The management of keratoconus and post – LASIK ectasia included until recently spectacle correction, Hard - Fitted Gas Permeable Contact Lenses, Intrastromal Corneal Ring Segments. All these interventions are purely symptomatic and their only aim is the improvement of visual function of patients, without interfering with the pathophysiology of the ectatic disorders. The only actual treatment for these entities, was either Lammelar or Penetrating Keratoplasty, especially in advanced cases. Even though, corneal keratoplasty offers the only treatment approach it demonstrates several disadvantages, such as slow visual rehabilitation and graft rejection, issues which interfere with patients quality of life both in the short and long term after surgery.
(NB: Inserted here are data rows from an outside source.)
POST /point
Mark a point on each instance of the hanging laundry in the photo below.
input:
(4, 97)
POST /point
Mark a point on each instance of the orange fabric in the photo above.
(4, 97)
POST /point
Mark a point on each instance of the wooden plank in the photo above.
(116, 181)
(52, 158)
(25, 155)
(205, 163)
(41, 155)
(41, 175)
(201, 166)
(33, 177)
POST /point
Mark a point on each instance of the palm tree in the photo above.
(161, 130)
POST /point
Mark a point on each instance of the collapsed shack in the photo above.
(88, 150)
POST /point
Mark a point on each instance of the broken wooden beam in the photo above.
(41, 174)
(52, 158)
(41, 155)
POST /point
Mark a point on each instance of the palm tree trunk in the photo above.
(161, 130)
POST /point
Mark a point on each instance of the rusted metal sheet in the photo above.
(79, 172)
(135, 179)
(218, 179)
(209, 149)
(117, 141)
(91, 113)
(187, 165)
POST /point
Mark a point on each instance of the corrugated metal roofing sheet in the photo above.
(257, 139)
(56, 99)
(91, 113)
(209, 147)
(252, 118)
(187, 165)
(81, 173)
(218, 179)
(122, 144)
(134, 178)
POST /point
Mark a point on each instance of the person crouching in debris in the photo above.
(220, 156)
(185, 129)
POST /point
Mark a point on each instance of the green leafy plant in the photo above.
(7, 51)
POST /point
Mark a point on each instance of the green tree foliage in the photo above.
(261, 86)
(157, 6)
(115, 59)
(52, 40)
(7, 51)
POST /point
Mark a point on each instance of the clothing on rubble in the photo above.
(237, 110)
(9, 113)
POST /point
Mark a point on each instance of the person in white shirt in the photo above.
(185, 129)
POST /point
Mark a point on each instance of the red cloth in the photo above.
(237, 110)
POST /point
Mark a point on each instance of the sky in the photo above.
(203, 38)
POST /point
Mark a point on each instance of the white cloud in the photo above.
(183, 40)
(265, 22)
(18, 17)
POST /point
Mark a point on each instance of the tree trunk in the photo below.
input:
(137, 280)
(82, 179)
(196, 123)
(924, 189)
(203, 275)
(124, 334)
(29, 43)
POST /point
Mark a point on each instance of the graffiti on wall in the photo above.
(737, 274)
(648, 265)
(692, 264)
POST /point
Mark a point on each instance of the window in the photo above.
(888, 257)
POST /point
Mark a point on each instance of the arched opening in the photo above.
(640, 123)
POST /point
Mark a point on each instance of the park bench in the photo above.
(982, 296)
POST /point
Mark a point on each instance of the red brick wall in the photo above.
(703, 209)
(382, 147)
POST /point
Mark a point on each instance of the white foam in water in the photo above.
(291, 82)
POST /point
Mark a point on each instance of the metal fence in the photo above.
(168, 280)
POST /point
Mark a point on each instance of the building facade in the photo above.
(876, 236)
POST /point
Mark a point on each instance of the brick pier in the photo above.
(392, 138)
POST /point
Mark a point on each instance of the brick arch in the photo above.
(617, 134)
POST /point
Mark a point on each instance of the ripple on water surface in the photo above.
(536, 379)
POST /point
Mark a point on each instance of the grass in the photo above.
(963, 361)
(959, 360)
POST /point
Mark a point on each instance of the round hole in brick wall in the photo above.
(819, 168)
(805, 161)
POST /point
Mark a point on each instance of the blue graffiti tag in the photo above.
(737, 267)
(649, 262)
Corneal collagen cross linking (CXL) with the use of riboflavin and ultraviolet – A irradiation is a new innovative technique that can increase corneal resistance and rigidity (stiffening effect) [1,2]. This minimally invasive procedure can actually stabilize corneas with keratoconus or post – LASIK ectasia [3,4] delaying or in some cases even avoiding the need for keratoplasty. It actually modifies corneal stromal structures and increases corneal strength and rigidity by inducing collagen cross - links in the corneal stroma.
The main advantage and at the same time the goal of CXL is to inhibit the progression of the ectatic disease and to increase the biomechanical rigidity of the cornea. The stiffening effect produced causes a postoperative reduction of keratometry, changing the shape of the cornea. Even so, visual outcomes are remotely improved  and in some cases even after CXL patients cannot achieve a functional visual acuity.
In order to optimize the result of CXL, adjuvant therapies (such as INTACS or customized ablations) have been proposed to develop a technique which can treat keratoconic patients and offer them both stability and functional vision. Several studies have been published that combine CXL and refractive surgery [6,7] targeting to both stabilization and reshaping of the corneal tissue for visual function improvement. These combined methods could improve patients visual outcomes in addition to corneal stabilization (that can be named CXL plus).
We are experiencing a major change in ophthalmic practice and we are providing our patients further solutions while improving their quality of life. This is certainly a new era in treating corneal ectatic disorders that changes drastically gold standard treatments (PKP) that were unquestionable for over half a century. CXL plus is probably the way to the future, a conflated method which might represent an actual cure for all kinds of ectatic disorders of the cornea.